Она поведала ему про подвал и Жениса, говорящего детским голоском. Про то, как придушила его ногами. Андрей слушал восхищенно. Подходя к финалу истории, она вынула замок и рассказала, что он сам собой деформировался в кармане.
— И что это означает?
— Черт его знает. Но я думаю, Лиля привела меня к Мадине.
— Заставила рисковать жизнью, — неодобрительно произнес Ермаков. — Я ведь вспомнил, где именно видел ее.
— И где же?
— В тот день, когда мама забрала тебя из дому, потому что Саша раскодировался.
— Когда за тобой погнался Вова?
— Да. Мы с Хитровым встретили Лилю у вашей калитки. Она сбежала от Умбетовых и пыталась достучаться до Саши, но Саша ей не открыл. Она махала нам, потому что у нее не было языка. А мы приняли ее за сумасшедшую, и…
— Продолжай, — сказала Ника, вглядываясь в осунувшееся лицо Ермакова.
— На наших глазах Мадина поймала ее и поволокла обратно к себе, а мы решили, что она — родственница Мадины. И потом Умбетова сказала нам в магазине, что это была ее племянница.
— И вы забыли, — шепнула Ника.
— И мы забыли, — повторил Андрей.
В дверях появился Солидол.
— Начало одиннадцатого, — сказал он.
Андрей пошел к окну.
Ника думала о брате, который был отличным парнем и валялся, уколовшись героином, а в каких-то десятках метров от него его девушку убивали психопаты.
— Там внизу серая «Волга», — сказал Андрей, теребя край шторы.

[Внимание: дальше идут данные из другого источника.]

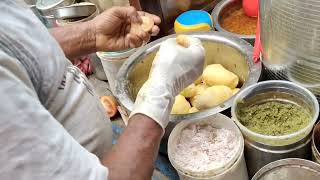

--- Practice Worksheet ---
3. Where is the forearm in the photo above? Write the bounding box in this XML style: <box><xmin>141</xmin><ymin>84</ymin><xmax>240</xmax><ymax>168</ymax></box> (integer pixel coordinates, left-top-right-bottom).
<box><xmin>49</xmin><ymin>21</ymin><xmax>96</xmax><ymax>59</ymax></box>
<box><xmin>103</xmin><ymin>114</ymin><xmax>163</xmax><ymax>180</ymax></box>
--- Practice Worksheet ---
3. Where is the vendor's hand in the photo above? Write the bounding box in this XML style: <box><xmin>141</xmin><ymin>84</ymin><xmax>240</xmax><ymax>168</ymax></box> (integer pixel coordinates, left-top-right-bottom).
<box><xmin>92</xmin><ymin>7</ymin><xmax>161</xmax><ymax>51</ymax></box>
<box><xmin>131</xmin><ymin>37</ymin><xmax>205</xmax><ymax>129</ymax></box>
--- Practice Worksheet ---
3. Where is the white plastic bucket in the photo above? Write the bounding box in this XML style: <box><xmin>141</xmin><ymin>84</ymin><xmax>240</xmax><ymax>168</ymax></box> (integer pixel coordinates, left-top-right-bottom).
<box><xmin>97</xmin><ymin>49</ymin><xmax>136</xmax><ymax>94</ymax></box>
<box><xmin>168</xmin><ymin>114</ymin><xmax>249</xmax><ymax>180</ymax></box>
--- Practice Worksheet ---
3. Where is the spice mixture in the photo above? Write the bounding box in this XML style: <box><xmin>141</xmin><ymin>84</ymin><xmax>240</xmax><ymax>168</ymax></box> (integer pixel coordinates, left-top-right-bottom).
<box><xmin>173</xmin><ymin>124</ymin><xmax>240</xmax><ymax>172</ymax></box>
<box><xmin>237</xmin><ymin>102</ymin><xmax>311</xmax><ymax>136</ymax></box>
<box><xmin>220</xmin><ymin>3</ymin><xmax>258</xmax><ymax>35</ymax></box>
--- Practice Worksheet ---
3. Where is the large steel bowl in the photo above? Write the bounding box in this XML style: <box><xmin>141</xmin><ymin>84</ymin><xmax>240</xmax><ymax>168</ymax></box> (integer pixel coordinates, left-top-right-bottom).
<box><xmin>116</xmin><ymin>32</ymin><xmax>261</xmax><ymax>137</ymax></box>
<box><xmin>211</xmin><ymin>0</ymin><xmax>256</xmax><ymax>45</ymax></box>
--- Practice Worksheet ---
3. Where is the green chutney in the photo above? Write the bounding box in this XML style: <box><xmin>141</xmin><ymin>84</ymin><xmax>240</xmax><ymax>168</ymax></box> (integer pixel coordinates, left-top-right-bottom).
<box><xmin>237</xmin><ymin>101</ymin><xmax>312</xmax><ymax>136</ymax></box>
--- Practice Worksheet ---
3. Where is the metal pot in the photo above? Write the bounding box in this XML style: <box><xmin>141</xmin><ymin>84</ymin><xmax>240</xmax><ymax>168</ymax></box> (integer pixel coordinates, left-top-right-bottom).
<box><xmin>116</xmin><ymin>32</ymin><xmax>261</xmax><ymax>139</ymax></box>
<box><xmin>252</xmin><ymin>159</ymin><xmax>320</xmax><ymax>180</ymax></box>
<box><xmin>259</xmin><ymin>0</ymin><xmax>320</xmax><ymax>100</ymax></box>
<box><xmin>211</xmin><ymin>0</ymin><xmax>256</xmax><ymax>45</ymax></box>
<box><xmin>311</xmin><ymin>122</ymin><xmax>320</xmax><ymax>164</ymax></box>
<box><xmin>231</xmin><ymin>81</ymin><xmax>319</xmax><ymax>177</ymax></box>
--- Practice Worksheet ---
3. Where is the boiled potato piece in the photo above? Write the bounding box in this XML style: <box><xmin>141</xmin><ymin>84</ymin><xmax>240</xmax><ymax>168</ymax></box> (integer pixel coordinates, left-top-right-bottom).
<box><xmin>180</xmin><ymin>84</ymin><xmax>197</xmax><ymax>98</ymax></box>
<box><xmin>130</xmin><ymin>16</ymin><xmax>154</xmax><ymax>34</ymax></box>
<box><xmin>232</xmin><ymin>88</ymin><xmax>240</xmax><ymax>96</ymax></box>
<box><xmin>189</xmin><ymin>107</ymin><xmax>199</xmax><ymax>114</ymax></box>
<box><xmin>191</xmin><ymin>85</ymin><xmax>232</xmax><ymax>110</ymax></box>
<box><xmin>195</xmin><ymin>84</ymin><xmax>208</xmax><ymax>95</ymax></box>
<box><xmin>194</xmin><ymin>76</ymin><xmax>202</xmax><ymax>85</ymax></box>
<box><xmin>171</xmin><ymin>95</ymin><xmax>191</xmax><ymax>114</ymax></box>
<box><xmin>202</xmin><ymin>64</ymin><xmax>239</xmax><ymax>89</ymax></box>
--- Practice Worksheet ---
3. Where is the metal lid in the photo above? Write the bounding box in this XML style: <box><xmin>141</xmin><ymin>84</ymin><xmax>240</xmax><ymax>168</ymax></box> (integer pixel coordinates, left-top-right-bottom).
<box><xmin>36</xmin><ymin>0</ymin><xmax>75</xmax><ymax>16</ymax></box>
<box><xmin>252</xmin><ymin>159</ymin><xmax>320</xmax><ymax>180</ymax></box>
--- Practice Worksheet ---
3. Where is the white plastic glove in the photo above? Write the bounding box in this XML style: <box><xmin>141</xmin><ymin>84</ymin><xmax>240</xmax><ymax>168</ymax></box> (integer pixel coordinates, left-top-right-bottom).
<box><xmin>130</xmin><ymin>36</ymin><xmax>205</xmax><ymax>129</ymax></box>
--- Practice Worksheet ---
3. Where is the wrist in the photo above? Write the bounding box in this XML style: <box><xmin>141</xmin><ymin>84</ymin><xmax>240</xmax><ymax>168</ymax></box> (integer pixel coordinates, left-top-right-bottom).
<box><xmin>81</xmin><ymin>20</ymin><xmax>98</xmax><ymax>52</ymax></box>
<box><xmin>130</xmin><ymin>79</ymin><xmax>174</xmax><ymax>129</ymax></box>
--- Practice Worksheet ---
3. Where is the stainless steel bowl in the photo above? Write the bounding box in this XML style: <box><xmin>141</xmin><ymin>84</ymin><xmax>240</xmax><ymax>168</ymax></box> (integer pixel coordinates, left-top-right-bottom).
<box><xmin>211</xmin><ymin>0</ymin><xmax>256</xmax><ymax>45</ymax></box>
<box><xmin>116</xmin><ymin>32</ymin><xmax>261</xmax><ymax>137</ymax></box>
<box><xmin>252</xmin><ymin>159</ymin><xmax>320</xmax><ymax>180</ymax></box>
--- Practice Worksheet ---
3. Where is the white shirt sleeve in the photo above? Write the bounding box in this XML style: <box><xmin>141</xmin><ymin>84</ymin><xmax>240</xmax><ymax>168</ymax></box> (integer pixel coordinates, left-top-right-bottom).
<box><xmin>0</xmin><ymin>51</ymin><xmax>108</xmax><ymax>180</ymax></box>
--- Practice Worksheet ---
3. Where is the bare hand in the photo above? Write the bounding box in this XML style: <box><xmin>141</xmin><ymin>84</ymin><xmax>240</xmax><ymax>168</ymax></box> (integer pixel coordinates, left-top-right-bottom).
<box><xmin>92</xmin><ymin>7</ymin><xmax>161</xmax><ymax>51</ymax></box>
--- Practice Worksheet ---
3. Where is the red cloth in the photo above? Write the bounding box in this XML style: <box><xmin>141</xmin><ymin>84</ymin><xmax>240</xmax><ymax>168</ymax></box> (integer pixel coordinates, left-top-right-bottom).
<box><xmin>242</xmin><ymin>0</ymin><xmax>259</xmax><ymax>17</ymax></box>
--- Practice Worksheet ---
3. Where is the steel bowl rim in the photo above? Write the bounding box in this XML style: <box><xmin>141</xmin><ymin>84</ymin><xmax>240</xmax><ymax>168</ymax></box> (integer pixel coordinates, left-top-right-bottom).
<box><xmin>211</xmin><ymin>0</ymin><xmax>256</xmax><ymax>39</ymax></box>
<box><xmin>252</xmin><ymin>158</ymin><xmax>320</xmax><ymax>180</ymax></box>
<box><xmin>312</xmin><ymin>121</ymin><xmax>320</xmax><ymax>156</ymax></box>
<box><xmin>116</xmin><ymin>32</ymin><xmax>262</xmax><ymax>122</ymax></box>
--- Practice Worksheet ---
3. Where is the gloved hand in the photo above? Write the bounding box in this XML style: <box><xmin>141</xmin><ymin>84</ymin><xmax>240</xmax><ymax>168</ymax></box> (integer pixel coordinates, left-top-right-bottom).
<box><xmin>130</xmin><ymin>36</ymin><xmax>205</xmax><ymax>129</ymax></box>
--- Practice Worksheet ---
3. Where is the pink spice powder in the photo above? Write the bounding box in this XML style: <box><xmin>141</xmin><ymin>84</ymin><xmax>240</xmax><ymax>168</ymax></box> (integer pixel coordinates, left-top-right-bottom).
<box><xmin>173</xmin><ymin>124</ymin><xmax>240</xmax><ymax>172</ymax></box>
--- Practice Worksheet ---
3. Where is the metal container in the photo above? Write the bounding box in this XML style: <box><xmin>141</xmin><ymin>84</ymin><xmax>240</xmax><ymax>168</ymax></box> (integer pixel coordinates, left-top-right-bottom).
<box><xmin>116</xmin><ymin>32</ymin><xmax>261</xmax><ymax>139</ymax></box>
<box><xmin>168</xmin><ymin>113</ymin><xmax>249</xmax><ymax>180</ymax></box>
<box><xmin>24</xmin><ymin>0</ymin><xmax>44</xmax><ymax>22</ymax></box>
<box><xmin>211</xmin><ymin>0</ymin><xmax>256</xmax><ymax>45</ymax></box>
<box><xmin>311</xmin><ymin>122</ymin><xmax>320</xmax><ymax>164</ymax></box>
<box><xmin>259</xmin><ymin>0</ymin><xmax>320</xmax><ymax>100</ymax></box>
<box><xmin>252</xmin><ymin>159</ymin><xmax>320</xmax><ymax>180</ymax></box>
<box><xmin>231</xmin><ymin>81</ymin><xmax>319</xmax><ymax>177</ymax></box>
<box><xmin>36</xmin><ymin>0</ymin><xmax>75</xmax><ymax>28</ymax></box>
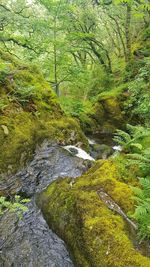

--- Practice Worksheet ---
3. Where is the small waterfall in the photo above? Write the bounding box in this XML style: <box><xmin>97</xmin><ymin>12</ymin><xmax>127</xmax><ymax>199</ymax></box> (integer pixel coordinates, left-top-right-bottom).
<box><xmin>63</xmin><ymin>145</ymin><xmax>95</xmax><ymax>161</ymax></box>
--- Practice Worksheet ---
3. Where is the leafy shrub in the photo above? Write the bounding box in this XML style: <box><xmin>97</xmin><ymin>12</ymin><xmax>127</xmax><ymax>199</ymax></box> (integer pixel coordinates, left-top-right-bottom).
<box><xmin>126</xmin><ymin>61</ymin><xmax>150</xmax><ymax>125</ymax></box>
<box><xmin>13</xmin><ymin>86</ymin><xmax>36</xmax><ymax>102</ymax></box>
<box><xmin>132</xmin><ymin>176</ymin><xmax>150</xmax><ymax>241</ymax></box>
<box><xmin>0</xmin><ymin>195</ymin><xmax>30</xmax><ymax>218</ymax></box>
<box><xmin>114</xmin><ymin>125</ymin><xmax>150</xmax><ymax>241</ymax></box>
<box><xmin>113</xmin><ymin>124</ymin><xmax>150</xmax><ymax>152</ymax></box>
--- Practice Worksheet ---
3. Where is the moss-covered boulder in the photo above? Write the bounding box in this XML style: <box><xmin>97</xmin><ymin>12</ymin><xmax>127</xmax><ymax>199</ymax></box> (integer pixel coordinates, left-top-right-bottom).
<box><xmin>80</xmin><ymin>84</ymin><xmax>129</xmax><ymax>134</ymax></box>
<box><xmin>0</xmin><ymin>51</ymin><xmax>88</xmax><ymax>174</ymax></box>
<box><xmin>37</xmin><ymin>160</ymin><xmax>150</xmax><ymax>267</ymax></box>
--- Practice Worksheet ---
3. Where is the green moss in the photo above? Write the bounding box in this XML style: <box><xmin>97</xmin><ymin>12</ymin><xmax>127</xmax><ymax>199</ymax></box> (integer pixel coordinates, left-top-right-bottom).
<box><xmin>38</xmin><ymin>160</ymin><xmax>150</xmax><ymax>267</ymax></box>
<box><xmin>80</xmin><ymin>83</ymin><xmax>129</xmax><ymax>133</ymax></box>
<box><xmin>0</xmin><ymin>51</ymin><xmax>88</xmax><ymax>176</ymax></box>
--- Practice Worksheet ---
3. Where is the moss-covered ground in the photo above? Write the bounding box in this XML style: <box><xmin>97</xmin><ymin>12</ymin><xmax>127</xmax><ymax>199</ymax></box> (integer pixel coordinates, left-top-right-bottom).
<box><xmin>38</xmin><ymin>160</ymin><xmax>150</xmax><ymax>267</ymax></box>
<box><xmin>0</xmin><ymin>51</ymin><xmax>88</xmax><ymax>176</ymax></box>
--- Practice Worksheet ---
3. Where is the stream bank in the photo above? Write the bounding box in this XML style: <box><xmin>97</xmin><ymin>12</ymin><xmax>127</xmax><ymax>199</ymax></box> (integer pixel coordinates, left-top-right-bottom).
<box><xmin>0</xmin><ymin>140</ymin><xmax>91</xmax><ymax>267</ymax></box>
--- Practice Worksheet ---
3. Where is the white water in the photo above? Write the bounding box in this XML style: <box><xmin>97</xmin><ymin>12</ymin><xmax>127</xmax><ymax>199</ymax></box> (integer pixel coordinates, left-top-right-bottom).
<box><xmin>113</xmin><ymin>146</ymin><xmax>122</xmax><ymax>151</ymax></box>
<box><xmin>63</xmin><ymin>145</ymin><xmax>95</xmax><ymax>160</ymax></box>
<box><xmin>87</xmin><ymin>138</ymin><xmax>96</xmax><ymax>145</ymax></box>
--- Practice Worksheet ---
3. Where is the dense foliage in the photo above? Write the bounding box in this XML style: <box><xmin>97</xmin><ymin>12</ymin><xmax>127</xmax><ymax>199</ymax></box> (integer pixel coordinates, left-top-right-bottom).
<box><xmin>0</xmin><ymin>0</ymin><xmax>150</xmax><ymax>260</ymax></box>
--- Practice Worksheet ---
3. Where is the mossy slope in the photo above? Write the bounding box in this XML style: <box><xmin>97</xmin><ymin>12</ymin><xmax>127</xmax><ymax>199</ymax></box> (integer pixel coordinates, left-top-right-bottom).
<box><xmin>0</xmin><ymin>51</ymin><xmax>87</xmax><ymax>173</ymax></box>
<box><xmin>80</xmin><ymin>84</ymin><xmax>128</xmax><ymax>134</ymax></box>
<box><xmin>38</xmin><ymin>160</ymin><xmax>150</xmax><ymax>267</ymax></box>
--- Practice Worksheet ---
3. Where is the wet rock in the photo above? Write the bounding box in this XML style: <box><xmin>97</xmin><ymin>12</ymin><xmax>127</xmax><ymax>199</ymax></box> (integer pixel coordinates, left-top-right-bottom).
<box><xmin>0</xmin><ymin>141</ymin><xmax>91</xmax><ymax>267</ymax></box>
<box><xmin>0</xmin><ymin>200</ymin><xmax>73</xmax><ymax>267</ymax></box>
<box><xmin>0</xmin><ymin>141</ymin><xmax>91</xmax><ymax>197</ymax></box>
<box><xmin>91</xmin><ymin>144</ymin><xmax>113</xmax><ymax>159</ymax></box>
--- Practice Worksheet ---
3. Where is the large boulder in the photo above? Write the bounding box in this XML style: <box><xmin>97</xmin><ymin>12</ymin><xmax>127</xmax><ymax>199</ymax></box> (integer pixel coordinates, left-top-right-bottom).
<box><xmin>37</xmin><ymin>160</ymin><xmax>150</xmax><ymax>267</ymax></box>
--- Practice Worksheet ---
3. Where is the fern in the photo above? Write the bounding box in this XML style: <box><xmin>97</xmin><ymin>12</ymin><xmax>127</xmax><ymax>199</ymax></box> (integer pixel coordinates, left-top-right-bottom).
<box><xmin>133</xmin><ymin>176</ymin><xmax>150</xmax><ymax>241</ymax></box>
<box><xmin>0</xmin><ymin>196</ymin><xmax>30</xmax><ymax>218</ymax></box>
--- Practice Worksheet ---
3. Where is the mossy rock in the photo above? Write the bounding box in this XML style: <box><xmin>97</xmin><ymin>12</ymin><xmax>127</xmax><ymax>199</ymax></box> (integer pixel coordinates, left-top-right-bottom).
<box><xmin>80</xmin><ymin>83</ymin><xmax>129</xmax><ymax>134</ymax></box>
<box><xmin>0</xmin><ymin>50</ymin><xmax>88</xmax><ymax>174</ymax></box>
<box><xmin>37</xmin><ymin>160</ymin><xmax>150</xmax><ymax>267</ymax></box>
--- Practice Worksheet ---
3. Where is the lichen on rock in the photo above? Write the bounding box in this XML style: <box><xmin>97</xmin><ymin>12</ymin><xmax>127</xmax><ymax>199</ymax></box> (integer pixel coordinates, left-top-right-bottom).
<box><xmin>37</xmin><ymin>160</ymin><xmax>150</xmax><ymax>267</ymax></box>
<box><xmin>0</xmin><ymin>51</ymin><xmax>88</xmax><ymax>174</ymax></box>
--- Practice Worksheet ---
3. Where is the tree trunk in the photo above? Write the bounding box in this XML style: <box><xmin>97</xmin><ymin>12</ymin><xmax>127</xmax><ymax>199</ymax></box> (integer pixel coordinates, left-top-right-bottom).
<box><xmin>125</xmin><ymin>4</ymin><xmax>131</xmax><ymax>62</ymax></box>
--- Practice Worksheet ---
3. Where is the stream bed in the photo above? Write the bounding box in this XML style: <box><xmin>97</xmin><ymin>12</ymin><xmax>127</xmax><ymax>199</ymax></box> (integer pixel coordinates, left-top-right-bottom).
<box><xmin>0</xmin><ymin>141</ymin><xmax>91</xmax><ymax>267</ymax></box>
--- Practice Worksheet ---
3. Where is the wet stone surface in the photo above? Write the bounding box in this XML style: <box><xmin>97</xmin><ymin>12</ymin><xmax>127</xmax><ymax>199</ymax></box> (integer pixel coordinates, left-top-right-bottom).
<box><xmin>0</xmin><ymin>141</ymin><xmax>91</xmax><ymax>267</ymax></box>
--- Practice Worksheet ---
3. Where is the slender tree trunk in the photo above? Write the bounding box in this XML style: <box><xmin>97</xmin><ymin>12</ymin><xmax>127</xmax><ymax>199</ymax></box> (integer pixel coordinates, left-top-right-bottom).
<box><xmin>53</xmin><ymin>17</ymin><xmax>59</xmax><ymax>96</ymax></box>
<box><xmin>125</xmin><ymin>4</ymin><xmax>131</xmax><ymax>62</ymax></box>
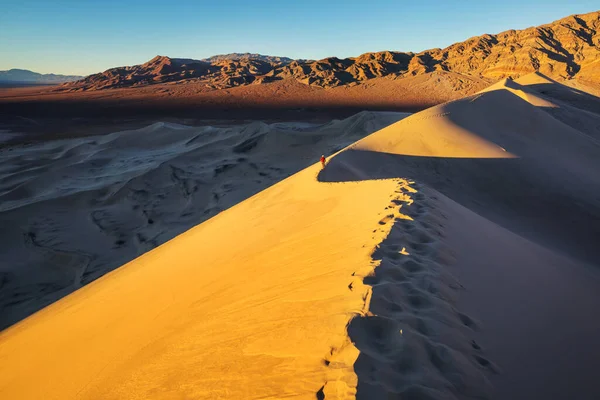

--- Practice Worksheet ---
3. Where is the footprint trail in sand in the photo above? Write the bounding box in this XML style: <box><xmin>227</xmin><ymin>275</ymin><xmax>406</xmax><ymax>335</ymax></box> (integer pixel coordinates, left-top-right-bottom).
<box><xmin>316</xmin><ymin>179</ymin><xmax>498</xmax><ymax>399</ymax></box>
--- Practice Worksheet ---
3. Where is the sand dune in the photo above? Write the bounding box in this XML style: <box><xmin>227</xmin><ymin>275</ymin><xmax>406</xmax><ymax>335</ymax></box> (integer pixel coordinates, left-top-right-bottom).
<box><xmin>0</xmin><ymin>112</ymin><xmax>406</xmax><ymax>328</ymax></box>
<box><xmin>0</xmin><ymin>77</ymin><xmax>600</xmax><ymax>399</ymax></box>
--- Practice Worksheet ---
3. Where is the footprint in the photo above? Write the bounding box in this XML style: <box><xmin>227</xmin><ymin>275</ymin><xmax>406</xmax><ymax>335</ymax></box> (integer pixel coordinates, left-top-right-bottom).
<box><xmin>317</xmin><ymin>385</ymin><xmax>325</xmax><ymax>400</ymax></box>
<box><xmin>458</xmin><ymin>313</ymin><xmax>477</xmax><ymax>330</ymax></box>
<box><xmin>379</xmin><ymin>214</ymin><xmax>394</xmax><ymax>225</ymax></box>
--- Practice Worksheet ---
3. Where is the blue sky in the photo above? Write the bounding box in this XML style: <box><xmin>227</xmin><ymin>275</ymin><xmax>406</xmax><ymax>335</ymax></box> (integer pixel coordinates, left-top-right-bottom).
<box><xmin>0</xmin><ymin>0</ymin><xmax>600</xmax><ymax>75</ymax></box>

— Наши, — осклабился Солидол. В унисон зазвонил его мобильник.
71
Он велел Нике ждать в квартире. Бок о бок с бывшим заклятым врагом посеменил по ступенькам. Выйди кто на этаж в это время суток, подивился бы, застав телеведущего, вооруженного катаной. Солидол прихватил нечто вроде плетки-треххвостки — связанные воедино ремни, пряжки которых были заменены чугунными мячиками.